The beauty of a fixed-income security is that an investor can expect to receive a certain amount of cash, provided, of course, that the bond or debt instrument is held until maturity (and its issuer does not default).

Most bonds pay interest semi-annually, which means bondholders receive two payments each year. So with a $1,000 face value bond that has a 10% semi-annual coupon, you would receive $50 (5% x $1,000) twice per year for the next 10 years. Bonds pay out simple interest (i.e., with no compounding), so the holder of such a bond could expect to receive a total of $1,000 in interest at expiration, and also receive the initial $1,000 principal amount paid for the bond back.

If interest rates change over the course of holding the bond, its market price of the bond will change, but you will still receive a fixed $50 coupon payment twice a year—and you will still get the full $1,000 back at maturity.

### Key Takeaways

- Fixed-rate corporate or government bonds pay regular interest payments to bondholders.
- These bonds typically pay out a semi-annual coupon.
- Owning a 10% ten-year bond with a face value of $1,000 would yield an additional $1,000 in total interest through to maturity.
- If interest rates change, the price of the bond will fluctuate above or below $1,000, but the $100 per year of interest will remain the same.
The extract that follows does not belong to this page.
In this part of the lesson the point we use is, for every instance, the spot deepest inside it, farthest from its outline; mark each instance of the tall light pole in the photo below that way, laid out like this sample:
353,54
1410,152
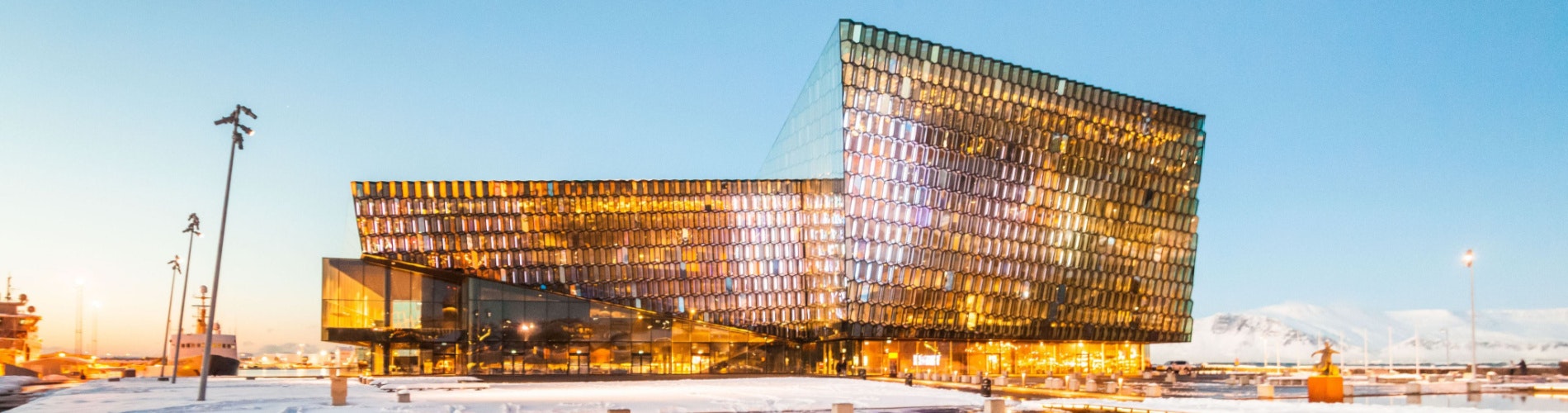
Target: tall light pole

#### If I Buy A $1,000 10-Year Bond With A 10% Coupon, Will I Receive $100 Each Year?

## Bond Yield Concerns

While this calculation is accurate, most fixed-income investors, however, are concerned not with the coupon payment, but with the bond yield, which is a measure of the income generated by a bond, calculated as the interest divided by the price.

If the bond is selling at a face value of $1,000, or par, the coupon payment is equal to the yield, which in this case is 10%. This would also imply that prevailing interest rates are also right around 10%. But, bond prices are affected by (among other things) the interest offered by other income-producing bonds which make up the interest rate environment. As such, bond prices fluctuate as interest rates change, and in turn, so do bond yields.

## Example

To further illustrate the difference between yield and coupon payments, let's consider the $1,000 bond with a 10% coupon and its 10% yield ($100 / $1,000). Now, if the market price fluctuated and valued your bond to be worth $800, the bond's yield would now be 12.5% ($100 / $800), but the $50 semi-annual coupon payments would not change.
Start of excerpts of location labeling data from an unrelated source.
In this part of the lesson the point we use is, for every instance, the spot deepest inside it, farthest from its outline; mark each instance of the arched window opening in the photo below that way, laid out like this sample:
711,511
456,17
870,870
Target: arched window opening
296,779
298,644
Conversely, if the bond price were to shoot up to $1,250, its yield would decrease to 8% ($100 / $1,250), but again, you would still receive the same $50 semi-annual coupon payments.
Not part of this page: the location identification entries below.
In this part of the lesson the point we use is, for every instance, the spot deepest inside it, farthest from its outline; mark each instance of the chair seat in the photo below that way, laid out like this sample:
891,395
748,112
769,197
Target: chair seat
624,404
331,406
This is because a fixed-rate bond will always pay its stated coupon rate based on its face value at issuance. Thus, if you can earn 10% on the bond, but interest rates are now only 8%, the bond's payments become more attractive and the price of the bond is bid up accordingly. Likewise, if rates rise to 12%, the 10% coupon becomes less attractive and people will only buy that bond for a discount. This is why bond prices in the market and interest rates are inversely correlated.